July 25, 2017

Naive Bayes Speed Test, OR: Everything is a Dot Product

(With help from Carlos De La Guardia, who was like "dude, vectorize this stuff" after seeing the incredibly slow implementation the first time, and then was kind enough to talk through the problem and the notebook on which this post is based. All infelicities are mine (and I didn't even implement his wise suggestions for cleaning up the notebook).)

Naive Bayes is the simplest possible machine learning algorithm. In its Bernoulli form, calculation is just a matter of applying probability 101 techniques to calculate the (estimated) conditional probabilities of your predictors given the labels and estimated probability of the labels, then applying Bayes Rule directly to generate a posterior on a label given the data. Trivial.

"Training" the model, then, is just arithmetic. Supposing we have everything in a pandas dataframe in which the first column is our label, and in which all features and the label are encoded as 1s and 0s. Then is all the code it takes:

prob_y = df["LABEL"].sum() / len(df)
spams = df[df["LABEL"] == 1]
notspams = df[df["LABEL"] == 0]
features = list(df)[1:]

def conditional_probability_dict(column_label, condition_df):
    numerator = condition_df[column_label].sum() + 1 
    denominator = len(condition_df) + 2
    return {column_label: numerator / denominator}

x_probs_conditional_on_spam=[conditional_probability_dict(x, spams) for x in list(spams)[1:]]
x_spam_lookup = toolz.merge(x_probs_conditional_on_spam)

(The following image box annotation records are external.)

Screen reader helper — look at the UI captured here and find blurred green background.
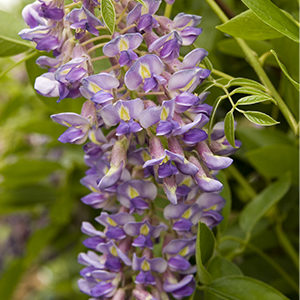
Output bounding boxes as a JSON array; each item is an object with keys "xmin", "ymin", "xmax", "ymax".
[{"xmin": 0, "ymin": 0, "xmax": 299, "ymax": 300}]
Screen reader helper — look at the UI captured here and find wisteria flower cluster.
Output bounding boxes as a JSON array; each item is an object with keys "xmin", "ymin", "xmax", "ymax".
[{"xmin": 20, "ymin": 0, "xmax": 238, "ymax": 300}]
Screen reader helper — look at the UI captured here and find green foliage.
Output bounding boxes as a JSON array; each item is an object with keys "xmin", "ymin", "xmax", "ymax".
[
  {"xmin": 239, "ymin": 174, "xmax": 291, "ymax": 233},
  {"xmin": 206, "ymin": 276, "xmax": 288, "ymax": 300},
  {"xmin": 216, "ymin": 10, "xmax": 282, "ymax": 40},
  {"xmin": 242, "ymin": 0, "xmax": 299, "ymax": 42},
  {"xmin": 0, "ymin": 0, "xmax": 299, "ymax": 300},
  {"xmin": 0, "ymin": 11, "xmax": 34, "ymax": 57},
  {"xmin": 196, "ymin": 223, "xmax": 215, "ymax": 284},
  {"xmin": 101, "ymin": 0, "xmax": 116, "ymax": 33}
]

x_probs_conditional_on_notspam=[conditional_probability_dict(x, notspams) for x in list(notspams)[1:]]
x_notspam_lookup = toolz.merge(x_probs_conditional_on_notspam)

What this produces is a dict of priors on each x for each state of y, plus a prior on y. Note that we use Laplace smoothing to calculate our x priors, otherwise if a feature isn't seen for one of our labels, we end up just predicting zero for it.

Then a "prediction" is simply an application of Bayes Rule to estimate the probability of y=1 and the probability of y=0 for each observation. Recall that Bayes Rule is:

 $$p(y=\phi | x1, x2... xn) = \frac{p(x1|y)p(x2|y)...p(xn|y)p(y)}{p(x1)p(x2)...p(xn)}$$ 

Note that the denominator is going to be the same for the y=1 and y=0 calculations for each observation, so we can drop it, since we're just comparing those on an observation-by-observation basis. What we end up with is:

 $$p(y=\phi | x_{1..n}) = p(y=\phi)\prod_{i=1}^{n}p(x_i | y=\phi)$$ 

So here's the bad and slow way to actually generate predictions on this model.

def slow_predict(row):
    prob_spam = log(prob_y)
    prob_notspam = log(1 - prob_y)
    for feat in features:
        if row[feat] == 1:
            prob_spam = prob_spam + log(x_spam_lookup[feat])
            prob_notspam = prob_notspam + log(x_notspam_lookup[feat])
    if prob_spam >= prob_notspam:
        return 1
    else:
        return 0

A few notes about this implementation. First, it leverages the fact that $log(xy)=log(x)+log(y)$ to sum the logarithms of the priors rather than multiply them. This is important, because otherwise you get into really really small floating point values when you multiply a bunch of already tiny probabilities together; that's a recipe for terrible floating point errors.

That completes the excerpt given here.